Visible light sensitive photoliquefiable arylazoisoxazoles for the molecular solar thermal energy storage under solvent-free conditions at room temperature and lower temperatures

Solar energy can be transformed into heat energy using molecular solar thermal (MOST) energy storage materials, which can then store the heat energy and release it in response to an external stimulus like light or heat. Arylazoisoxazoles, unlike analogous arylazopyrazoles, fail to draw much attention as MOST materials due to poor photoisomerization yields in both directions and utilization of UV light for trans-cis isomerization. With the para-thioalkyl substitution in the phenyl ring, we have demonstrated that the photoswitching yields in both directions can be drastically improved under visible light irradiations.
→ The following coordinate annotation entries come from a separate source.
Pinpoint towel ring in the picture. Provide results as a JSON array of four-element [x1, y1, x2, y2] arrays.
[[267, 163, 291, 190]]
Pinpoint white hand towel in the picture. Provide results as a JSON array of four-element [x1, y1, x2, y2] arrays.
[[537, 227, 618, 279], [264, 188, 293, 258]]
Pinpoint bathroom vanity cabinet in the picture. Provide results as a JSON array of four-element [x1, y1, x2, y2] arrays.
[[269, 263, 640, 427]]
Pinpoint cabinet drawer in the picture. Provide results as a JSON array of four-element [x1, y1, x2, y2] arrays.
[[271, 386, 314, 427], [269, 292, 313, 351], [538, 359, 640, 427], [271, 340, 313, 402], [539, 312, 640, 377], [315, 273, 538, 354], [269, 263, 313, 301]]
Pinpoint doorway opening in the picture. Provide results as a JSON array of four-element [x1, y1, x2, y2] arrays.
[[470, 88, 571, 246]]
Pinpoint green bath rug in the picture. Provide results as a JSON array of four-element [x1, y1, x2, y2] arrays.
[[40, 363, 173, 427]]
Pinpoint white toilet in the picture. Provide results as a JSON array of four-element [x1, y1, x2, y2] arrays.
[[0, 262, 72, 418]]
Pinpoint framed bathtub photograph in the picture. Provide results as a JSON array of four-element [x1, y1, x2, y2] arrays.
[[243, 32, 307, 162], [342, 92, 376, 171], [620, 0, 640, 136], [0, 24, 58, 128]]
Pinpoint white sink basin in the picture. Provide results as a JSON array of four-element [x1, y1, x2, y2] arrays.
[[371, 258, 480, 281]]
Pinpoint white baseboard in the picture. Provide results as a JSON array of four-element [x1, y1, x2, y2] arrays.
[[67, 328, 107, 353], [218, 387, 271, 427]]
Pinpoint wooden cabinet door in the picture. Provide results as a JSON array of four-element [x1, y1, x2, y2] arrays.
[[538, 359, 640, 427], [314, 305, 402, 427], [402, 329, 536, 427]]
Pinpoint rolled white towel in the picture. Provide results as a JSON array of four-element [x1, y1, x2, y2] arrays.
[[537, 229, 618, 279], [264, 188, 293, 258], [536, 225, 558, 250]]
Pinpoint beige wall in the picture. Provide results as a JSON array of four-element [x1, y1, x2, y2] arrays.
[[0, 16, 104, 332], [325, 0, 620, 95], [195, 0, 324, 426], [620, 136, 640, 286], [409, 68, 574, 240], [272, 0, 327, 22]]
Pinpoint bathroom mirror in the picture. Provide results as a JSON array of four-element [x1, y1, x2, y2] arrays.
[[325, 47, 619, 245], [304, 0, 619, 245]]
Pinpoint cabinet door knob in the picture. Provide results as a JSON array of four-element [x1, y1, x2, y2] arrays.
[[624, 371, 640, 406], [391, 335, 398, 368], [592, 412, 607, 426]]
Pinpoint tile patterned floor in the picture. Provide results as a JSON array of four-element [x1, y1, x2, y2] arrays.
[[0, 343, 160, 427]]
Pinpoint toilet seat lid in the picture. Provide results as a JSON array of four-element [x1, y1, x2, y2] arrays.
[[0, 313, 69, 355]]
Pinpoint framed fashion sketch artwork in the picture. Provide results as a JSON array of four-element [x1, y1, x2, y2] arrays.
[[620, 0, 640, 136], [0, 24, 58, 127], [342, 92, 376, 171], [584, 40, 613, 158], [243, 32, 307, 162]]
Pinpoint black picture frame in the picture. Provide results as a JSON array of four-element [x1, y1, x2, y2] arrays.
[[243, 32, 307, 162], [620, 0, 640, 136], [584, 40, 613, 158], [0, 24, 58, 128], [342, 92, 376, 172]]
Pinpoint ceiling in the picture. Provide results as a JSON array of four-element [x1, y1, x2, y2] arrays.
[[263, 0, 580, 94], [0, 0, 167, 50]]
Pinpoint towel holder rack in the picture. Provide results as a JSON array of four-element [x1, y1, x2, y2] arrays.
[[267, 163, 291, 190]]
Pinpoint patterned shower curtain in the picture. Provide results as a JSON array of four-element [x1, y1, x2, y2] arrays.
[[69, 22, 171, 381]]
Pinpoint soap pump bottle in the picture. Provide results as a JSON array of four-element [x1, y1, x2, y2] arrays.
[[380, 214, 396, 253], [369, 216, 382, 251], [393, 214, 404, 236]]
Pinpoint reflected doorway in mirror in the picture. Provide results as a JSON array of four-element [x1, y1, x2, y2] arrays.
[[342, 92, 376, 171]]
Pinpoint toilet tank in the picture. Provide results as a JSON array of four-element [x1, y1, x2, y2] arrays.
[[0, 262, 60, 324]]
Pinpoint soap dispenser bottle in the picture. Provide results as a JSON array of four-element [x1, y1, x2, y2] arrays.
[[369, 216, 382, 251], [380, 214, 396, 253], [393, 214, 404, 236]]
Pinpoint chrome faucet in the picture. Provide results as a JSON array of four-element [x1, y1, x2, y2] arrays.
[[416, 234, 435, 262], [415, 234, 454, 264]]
Additionally, the long thioalkyl chain permitted solid-liquid phase transition followed by very high trans-cis photoisomerization and liquid-solid transition associated with high cis-trans photoconversion at various temperatures (10-35oC). The solid liquefication enabled the storage of the latent heat along with the isomerization energy in the charged state. The compound with a C6 alkyl chain could store ̴ 196 J/g of thermal energy for nearly three weeks at 10 oC and three months at 0 oC; the liquidity of the charged state can be retained at lower temperature down to -15 oC. We further showed that the reverse cis-trans isomerization-related heat release triggered by green light can be monitored by directly recording the sample surface temperature with a high-resolution IR camera. Our results demonstrate that arylazoisoxazoles have the potential to serve as MOST materials.